Heidelberg/Mannheim - Immer mehr Pendler entdecken das Fahrrad als Transportmittel zwischen den beiden Städten. Jetzt präsentiert das Regierungspräsidium Karlsruhe den Strecken-Favoriten.

Update vom 26. Juni 2019: Das Regierungspräsidium Karlsruhe hat in seiner zweiten Sitzung die favorisierten Routen zur geplanten Radschnellverbindung zwischen Heidelberg und Mannheim vorgestellt. Zuvor hat eine Machbarkeitsstudie des Verbands Region Rhein-Neckar drei mögliche Trassenverläufe aufgezeigt.

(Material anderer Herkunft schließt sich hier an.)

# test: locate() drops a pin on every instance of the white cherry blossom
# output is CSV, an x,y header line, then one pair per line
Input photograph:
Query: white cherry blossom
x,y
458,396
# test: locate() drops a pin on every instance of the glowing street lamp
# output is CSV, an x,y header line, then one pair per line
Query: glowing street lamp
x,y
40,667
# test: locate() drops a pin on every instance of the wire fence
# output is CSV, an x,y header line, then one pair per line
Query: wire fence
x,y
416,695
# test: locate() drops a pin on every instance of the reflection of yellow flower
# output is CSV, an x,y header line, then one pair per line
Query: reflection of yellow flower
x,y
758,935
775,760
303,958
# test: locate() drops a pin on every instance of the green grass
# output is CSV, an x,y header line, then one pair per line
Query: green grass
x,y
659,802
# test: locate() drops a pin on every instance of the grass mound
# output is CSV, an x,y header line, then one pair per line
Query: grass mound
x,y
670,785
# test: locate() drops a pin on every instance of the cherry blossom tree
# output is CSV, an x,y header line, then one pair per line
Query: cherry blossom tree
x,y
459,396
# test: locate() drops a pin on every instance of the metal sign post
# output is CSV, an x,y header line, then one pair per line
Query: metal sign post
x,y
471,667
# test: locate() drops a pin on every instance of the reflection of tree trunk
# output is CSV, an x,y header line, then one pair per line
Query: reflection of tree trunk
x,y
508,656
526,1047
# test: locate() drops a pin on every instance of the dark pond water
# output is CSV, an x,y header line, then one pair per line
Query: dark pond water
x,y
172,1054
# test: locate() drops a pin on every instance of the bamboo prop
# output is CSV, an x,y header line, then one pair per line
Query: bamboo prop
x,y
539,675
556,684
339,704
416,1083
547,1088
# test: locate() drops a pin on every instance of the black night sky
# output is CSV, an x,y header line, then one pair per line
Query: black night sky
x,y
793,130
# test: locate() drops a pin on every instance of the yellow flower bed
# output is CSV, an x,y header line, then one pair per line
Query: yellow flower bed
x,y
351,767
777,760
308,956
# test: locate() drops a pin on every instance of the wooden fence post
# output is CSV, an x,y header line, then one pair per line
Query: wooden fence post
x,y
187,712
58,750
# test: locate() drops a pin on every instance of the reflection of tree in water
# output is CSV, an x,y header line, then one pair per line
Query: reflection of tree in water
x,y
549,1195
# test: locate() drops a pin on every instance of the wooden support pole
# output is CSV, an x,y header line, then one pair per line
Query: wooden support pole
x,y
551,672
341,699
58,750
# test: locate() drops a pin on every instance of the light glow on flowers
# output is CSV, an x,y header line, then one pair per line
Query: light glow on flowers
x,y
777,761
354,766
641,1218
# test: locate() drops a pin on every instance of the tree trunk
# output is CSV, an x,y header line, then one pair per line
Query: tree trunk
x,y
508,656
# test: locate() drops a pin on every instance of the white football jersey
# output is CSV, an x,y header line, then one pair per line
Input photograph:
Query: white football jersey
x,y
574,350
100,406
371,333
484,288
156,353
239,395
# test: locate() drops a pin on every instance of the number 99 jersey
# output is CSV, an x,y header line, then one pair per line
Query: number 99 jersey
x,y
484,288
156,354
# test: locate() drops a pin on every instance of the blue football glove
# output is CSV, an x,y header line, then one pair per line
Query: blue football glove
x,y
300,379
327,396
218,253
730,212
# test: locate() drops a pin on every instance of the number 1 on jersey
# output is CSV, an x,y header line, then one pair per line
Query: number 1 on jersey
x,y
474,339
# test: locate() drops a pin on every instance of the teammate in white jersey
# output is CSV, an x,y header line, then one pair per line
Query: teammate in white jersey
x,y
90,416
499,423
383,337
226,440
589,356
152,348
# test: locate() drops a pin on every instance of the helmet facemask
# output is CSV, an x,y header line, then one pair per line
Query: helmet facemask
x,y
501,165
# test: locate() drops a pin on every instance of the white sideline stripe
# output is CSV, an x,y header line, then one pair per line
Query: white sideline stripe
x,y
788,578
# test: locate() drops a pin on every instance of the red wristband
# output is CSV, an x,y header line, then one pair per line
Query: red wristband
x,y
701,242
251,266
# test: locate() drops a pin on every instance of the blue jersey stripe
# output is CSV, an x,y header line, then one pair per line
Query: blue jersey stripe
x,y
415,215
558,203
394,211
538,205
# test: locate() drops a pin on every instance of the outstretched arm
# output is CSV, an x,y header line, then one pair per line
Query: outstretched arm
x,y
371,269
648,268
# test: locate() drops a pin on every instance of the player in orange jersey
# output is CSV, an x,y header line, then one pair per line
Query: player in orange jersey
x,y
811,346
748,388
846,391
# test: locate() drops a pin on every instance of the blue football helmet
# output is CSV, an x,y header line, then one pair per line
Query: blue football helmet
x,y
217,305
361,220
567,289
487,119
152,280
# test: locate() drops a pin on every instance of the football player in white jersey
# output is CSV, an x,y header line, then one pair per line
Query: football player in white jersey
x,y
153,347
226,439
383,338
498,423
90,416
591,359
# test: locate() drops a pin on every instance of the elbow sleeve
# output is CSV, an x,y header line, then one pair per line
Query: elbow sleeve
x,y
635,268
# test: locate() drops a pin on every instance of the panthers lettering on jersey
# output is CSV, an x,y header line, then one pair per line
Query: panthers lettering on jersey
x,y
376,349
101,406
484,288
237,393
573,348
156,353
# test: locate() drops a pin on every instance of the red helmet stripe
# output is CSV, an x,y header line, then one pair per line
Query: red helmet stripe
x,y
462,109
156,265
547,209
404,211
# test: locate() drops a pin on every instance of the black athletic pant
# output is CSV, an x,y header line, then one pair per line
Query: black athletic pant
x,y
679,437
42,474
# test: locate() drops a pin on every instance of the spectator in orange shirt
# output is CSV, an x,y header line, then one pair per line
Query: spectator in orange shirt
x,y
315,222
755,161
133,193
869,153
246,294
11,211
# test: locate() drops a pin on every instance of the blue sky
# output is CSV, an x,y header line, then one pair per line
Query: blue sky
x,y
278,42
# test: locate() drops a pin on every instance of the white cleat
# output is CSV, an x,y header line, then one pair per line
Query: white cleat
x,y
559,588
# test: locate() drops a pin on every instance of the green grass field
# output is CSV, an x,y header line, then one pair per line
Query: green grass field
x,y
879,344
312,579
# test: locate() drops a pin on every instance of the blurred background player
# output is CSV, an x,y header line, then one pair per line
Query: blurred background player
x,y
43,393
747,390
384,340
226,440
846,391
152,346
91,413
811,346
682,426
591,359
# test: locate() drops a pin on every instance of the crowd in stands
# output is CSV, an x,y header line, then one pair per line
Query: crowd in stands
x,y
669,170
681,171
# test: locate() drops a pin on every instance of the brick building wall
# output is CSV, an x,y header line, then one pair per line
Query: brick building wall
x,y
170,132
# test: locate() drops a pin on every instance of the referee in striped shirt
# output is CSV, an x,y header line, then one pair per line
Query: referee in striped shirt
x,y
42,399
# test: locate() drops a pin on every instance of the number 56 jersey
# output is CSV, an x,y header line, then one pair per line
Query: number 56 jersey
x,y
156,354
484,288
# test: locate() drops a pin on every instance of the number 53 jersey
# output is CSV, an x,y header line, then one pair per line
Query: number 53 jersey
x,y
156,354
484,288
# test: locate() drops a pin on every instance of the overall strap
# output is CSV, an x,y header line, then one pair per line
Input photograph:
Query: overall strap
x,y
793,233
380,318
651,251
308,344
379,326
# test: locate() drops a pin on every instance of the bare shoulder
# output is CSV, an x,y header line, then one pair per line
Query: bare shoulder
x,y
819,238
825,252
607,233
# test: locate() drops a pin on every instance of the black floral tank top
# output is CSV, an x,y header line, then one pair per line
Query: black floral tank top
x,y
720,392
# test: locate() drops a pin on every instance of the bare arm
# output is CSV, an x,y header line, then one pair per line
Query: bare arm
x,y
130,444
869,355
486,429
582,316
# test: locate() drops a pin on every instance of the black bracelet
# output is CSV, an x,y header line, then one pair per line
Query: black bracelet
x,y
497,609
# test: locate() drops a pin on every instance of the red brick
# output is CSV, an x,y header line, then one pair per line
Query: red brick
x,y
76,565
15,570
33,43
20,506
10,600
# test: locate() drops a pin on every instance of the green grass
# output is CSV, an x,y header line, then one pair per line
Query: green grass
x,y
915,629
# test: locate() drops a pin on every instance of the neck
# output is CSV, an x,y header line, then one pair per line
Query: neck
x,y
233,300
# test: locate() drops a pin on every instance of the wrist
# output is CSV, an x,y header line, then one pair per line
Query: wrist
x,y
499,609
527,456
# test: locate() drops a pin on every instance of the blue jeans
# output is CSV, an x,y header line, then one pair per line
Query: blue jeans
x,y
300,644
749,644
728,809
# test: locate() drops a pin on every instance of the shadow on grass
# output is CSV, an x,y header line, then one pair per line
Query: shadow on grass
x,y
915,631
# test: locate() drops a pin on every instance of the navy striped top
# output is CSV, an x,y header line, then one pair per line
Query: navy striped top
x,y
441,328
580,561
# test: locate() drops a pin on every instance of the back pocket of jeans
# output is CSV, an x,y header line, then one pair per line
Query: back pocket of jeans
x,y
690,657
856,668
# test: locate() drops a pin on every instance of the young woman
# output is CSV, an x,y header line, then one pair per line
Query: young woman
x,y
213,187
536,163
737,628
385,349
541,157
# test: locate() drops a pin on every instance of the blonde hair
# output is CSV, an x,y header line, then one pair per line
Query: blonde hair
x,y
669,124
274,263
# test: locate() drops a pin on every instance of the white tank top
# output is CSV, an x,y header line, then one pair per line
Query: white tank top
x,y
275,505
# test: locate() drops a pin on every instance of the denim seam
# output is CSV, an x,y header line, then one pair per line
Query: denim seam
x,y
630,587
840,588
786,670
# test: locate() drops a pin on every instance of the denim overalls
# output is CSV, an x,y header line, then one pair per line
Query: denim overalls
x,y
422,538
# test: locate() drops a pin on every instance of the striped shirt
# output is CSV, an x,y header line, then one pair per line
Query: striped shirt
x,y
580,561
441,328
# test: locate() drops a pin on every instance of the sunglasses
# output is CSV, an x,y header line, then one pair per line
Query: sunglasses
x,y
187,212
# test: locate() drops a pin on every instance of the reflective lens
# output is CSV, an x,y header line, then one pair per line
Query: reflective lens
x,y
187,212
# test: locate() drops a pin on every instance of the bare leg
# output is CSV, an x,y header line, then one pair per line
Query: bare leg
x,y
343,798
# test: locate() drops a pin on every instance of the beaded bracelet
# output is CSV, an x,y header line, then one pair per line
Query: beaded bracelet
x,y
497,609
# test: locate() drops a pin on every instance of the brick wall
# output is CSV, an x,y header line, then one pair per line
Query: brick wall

Die Planer des Regierungspräsidiums haben die Aufgabe die drei Varianten eingehend zu untersuchen, bevor das nötige Planfeststellungsverfahren eingeleitet werden kann.

Nach Angaben des Regierungspräsidiums Karlsruhe sind folgende Kriterien maßgeblich für die Entscheidung:

  • Verkehrstechnische Aspekte (Knotenpunkte, Potenzial, Zeitverluste, Einbindung im Gesamtnetz)
  • Belange des Umweltschutzes (Schutzgüter nach Umweltverträglichkeitsprüfungsgesetz, Natur- und Artenschutz) 
  • Kosten (Strecke, Bauwerke, Unterhaltung).

Radschnellweg von Mannheim nach Heidelberg: Wird das die Route sein? 

Bei der Auswertung der Untersuchungsergebnisse hat sich nun eine Kombi-Variante aus zwei Teilabschnitten herausgebildet:  Die Route verläuft im Abschnitt Mannheim bis Ladenburg nördlich des Neckars, quert von Ladenburg aus den Neckar entlang der derzeit im Bau befindlichen L 597 in Richtung Seckenheim und führt weiter von Seckenheim über Edingen nach Heidelberg.

Der Baubeginn für den Radschnellweg zwischen Mannheim und Heidelberg ist für Herbst 2022 geplant (Symbolfoto).

Im nächsten Schritt wird anschließend die Entwurfsplanung für diese Strecke erstellt. Dabei wird es auch eine breit angelegte Öffentlichkeitsbeteiligung geben. Dafür hat das Regierungspräsidium Karlsruhe unter anderem unter radschnellweg-hd-ma.de eine Homepage eingerichtet. 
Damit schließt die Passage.